BiB: Wer rastet, will nicht rosten

Auf diese einfache Schlussfolgerung lassen sich die vom Bundesinstitut für Bevölkerungsforschung (BiB) jüngst veröffentlichen Zahlen reduzieren. Basis ist eine Umfrage unter 5.000 Menschen im Alter zwischen 55 und 70 Jahren

Hohe Bereitschaft für Weiterbeschäftigung im Ruhestand

BiB-Umfrage zur Bereitschaft zur Erwerbstätigkeit im Ruhestand
Bereitschaft zur Erwerbstätigkeit im Ruhestand (Quelle: Bundesinstitut für Bevölkerungsforschung, BiB)

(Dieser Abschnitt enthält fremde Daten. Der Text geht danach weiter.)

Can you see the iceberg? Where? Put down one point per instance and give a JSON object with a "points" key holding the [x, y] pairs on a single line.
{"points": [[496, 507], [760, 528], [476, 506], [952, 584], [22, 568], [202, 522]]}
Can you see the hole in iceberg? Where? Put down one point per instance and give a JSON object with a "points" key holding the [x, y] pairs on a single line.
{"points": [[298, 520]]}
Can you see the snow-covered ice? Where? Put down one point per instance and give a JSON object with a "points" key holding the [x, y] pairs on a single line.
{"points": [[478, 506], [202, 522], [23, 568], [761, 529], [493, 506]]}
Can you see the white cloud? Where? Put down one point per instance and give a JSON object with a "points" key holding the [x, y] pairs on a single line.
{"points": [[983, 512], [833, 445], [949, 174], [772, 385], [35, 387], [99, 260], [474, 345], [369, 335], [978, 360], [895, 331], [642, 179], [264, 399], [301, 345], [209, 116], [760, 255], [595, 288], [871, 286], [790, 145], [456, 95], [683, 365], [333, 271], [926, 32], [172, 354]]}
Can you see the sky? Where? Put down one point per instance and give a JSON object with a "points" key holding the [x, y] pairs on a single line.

Den Ergebnissen zufolge können sich rund die Hälfte aller Erwerbstätigen gegenwärtig vorstellen, auch nach dem Eintritt in den Ruhestand einer bezahlten Beschäftigung nachzugehen. Dabei zeigen Selbstständige mit 67 Prozent die größte Bereitschaft (s. Abb. rechts), gefolgt von Angestellten (48 Prozent), Arbeitern (45 Prozent) und Beamten (42 Prozent).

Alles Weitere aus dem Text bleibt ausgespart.